As we have elaborated the training objective of the FM model used in the *reasoning* step, now we are going to describe how we obtain the data used to train such model, which are in fact  $\mathcal{D}_1$ ,  $\mathcal{D}_2$  and  $\mathcal{D}_3$ .

As a common practice introduced in Section 5.2.2, we also leverage on user simulator to obtain such data. As introduced before, we use observed user-item interactions to ground such simulation. We accumulate  $\mathcal{D}_1$ ,  $\mathcal{D}_2$  and  $\mathcal{D}_3$  through many MCR sessions and append new instances at each steps of the interactions. Specifically, given a user  $u$  and an item  $v$  which has an attribute set  $\mathcal{P}_v$ , without the loss of generality, we assume  $\mathcal{P}_v = \{p_0, p_1, p_2, p_3, p_4\}$ . As for the accumulation of  $\mathcal{D}_1$ , it is actually independent from the interaction steps because it is intrinsically static. Therefore we directly

sample one item from the non-interacted items of user  $u$ . Now let's assume we are at the stage where user has confirmed a few attributes, yielding the confirmed attribute set  $\mathcal{P}_u = \{p_0, p_1, p_2\}$ . Now  $\mathcal{V}_{cand}$  is the set of items satisfying all attributes in  $\mathcal{P}_u$ , one negative instance will be sampled from the non-interacted items in  $\mathcal{V}_{cand}$  to form  $\mathcal{D}_2$ . Note that the positive instances in pairwise samples are always  $v$  for both  $\mathcal{D}_1$  and  $\mathcal{D}_2$ . Finally, as for the attribute side, the positive instances for attributes are  $\{p_3, p_4\}$ , each of them will be paired with a negative instance sampled from  $\mathcal{P} \setminus \mathcal{P}_v$  and be added into  $\mathcal{D}_3$ .

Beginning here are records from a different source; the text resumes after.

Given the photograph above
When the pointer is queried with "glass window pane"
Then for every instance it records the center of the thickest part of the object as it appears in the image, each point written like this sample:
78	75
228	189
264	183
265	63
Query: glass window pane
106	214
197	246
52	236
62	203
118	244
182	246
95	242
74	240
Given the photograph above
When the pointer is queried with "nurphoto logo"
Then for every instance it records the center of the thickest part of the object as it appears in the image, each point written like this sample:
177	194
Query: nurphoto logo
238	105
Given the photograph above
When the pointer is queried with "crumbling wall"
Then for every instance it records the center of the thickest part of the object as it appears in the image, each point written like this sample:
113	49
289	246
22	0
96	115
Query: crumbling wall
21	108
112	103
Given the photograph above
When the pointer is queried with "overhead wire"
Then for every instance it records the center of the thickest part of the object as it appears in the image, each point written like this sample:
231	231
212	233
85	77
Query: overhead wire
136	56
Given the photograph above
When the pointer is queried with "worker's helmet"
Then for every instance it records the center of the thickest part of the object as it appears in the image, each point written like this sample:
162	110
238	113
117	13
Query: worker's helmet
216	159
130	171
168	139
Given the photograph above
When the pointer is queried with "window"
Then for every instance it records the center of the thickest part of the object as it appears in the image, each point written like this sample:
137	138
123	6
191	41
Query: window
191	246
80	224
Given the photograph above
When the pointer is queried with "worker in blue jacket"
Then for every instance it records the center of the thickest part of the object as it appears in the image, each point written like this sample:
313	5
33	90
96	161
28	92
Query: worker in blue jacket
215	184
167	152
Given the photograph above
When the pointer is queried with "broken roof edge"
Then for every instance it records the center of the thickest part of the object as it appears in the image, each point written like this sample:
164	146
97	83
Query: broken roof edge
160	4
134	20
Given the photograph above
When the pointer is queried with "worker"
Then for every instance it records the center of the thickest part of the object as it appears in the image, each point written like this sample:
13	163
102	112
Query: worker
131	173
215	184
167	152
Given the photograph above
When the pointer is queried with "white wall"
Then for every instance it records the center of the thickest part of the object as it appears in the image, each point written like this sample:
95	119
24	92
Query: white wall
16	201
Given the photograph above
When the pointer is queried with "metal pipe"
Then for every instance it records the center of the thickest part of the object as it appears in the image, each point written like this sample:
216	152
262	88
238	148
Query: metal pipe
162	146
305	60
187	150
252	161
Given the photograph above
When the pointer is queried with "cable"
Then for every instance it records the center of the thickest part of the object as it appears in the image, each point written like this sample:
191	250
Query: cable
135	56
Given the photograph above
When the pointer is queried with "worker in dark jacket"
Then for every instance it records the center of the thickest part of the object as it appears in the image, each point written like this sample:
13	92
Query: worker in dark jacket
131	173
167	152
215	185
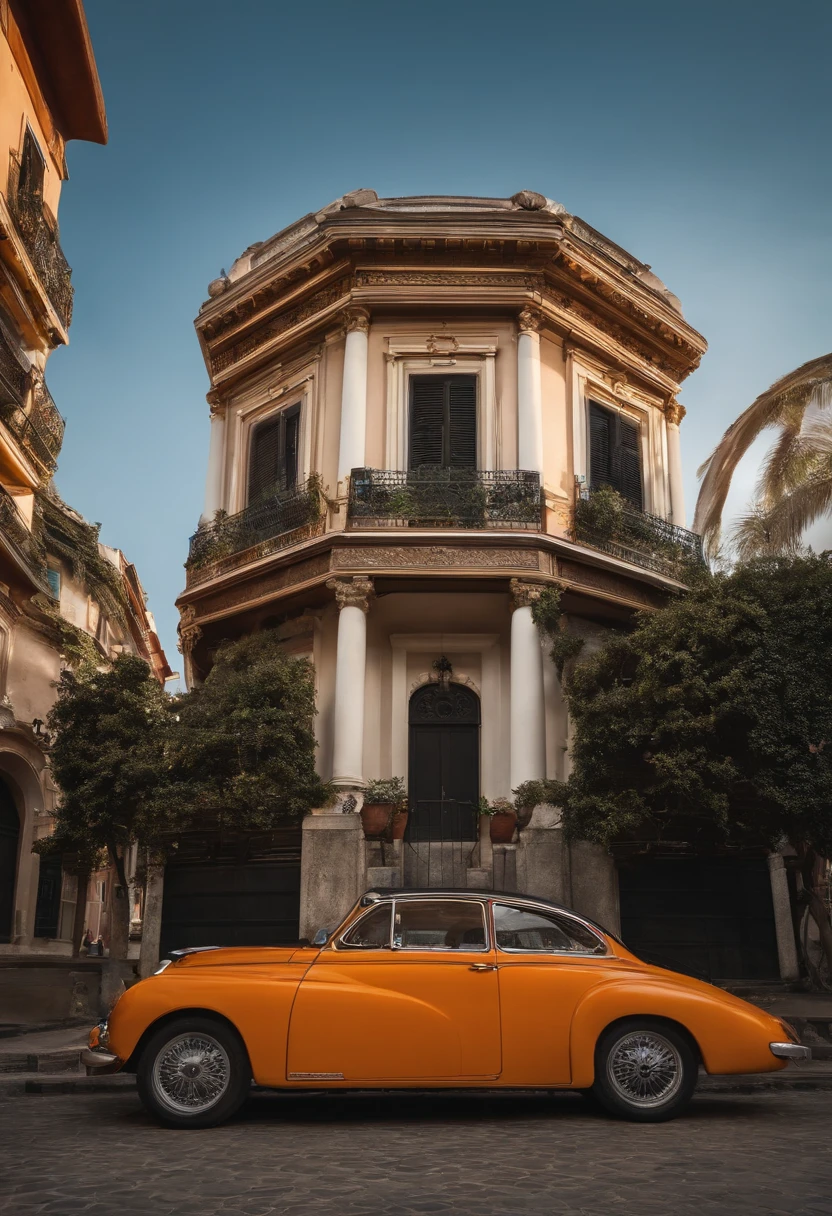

In order to have a high coverage of the dataset, we use all user-item interactions in training set to ground such simulation. What's more, we simulate multiple times for each user-item interaction, with all possibility of the first attribute user informed  $p_0$  being tried.

## B.3 Training Details

After the training data has been collected, we strictly follow the training instruction in [13]. To briefly report, we set the embedding size of FM model as 64. We used SGD optimizer with L2 regularization of 0.001. The learning rate for item prediction task and attribute prediction task are set us 0.01 and 0.001 repectively.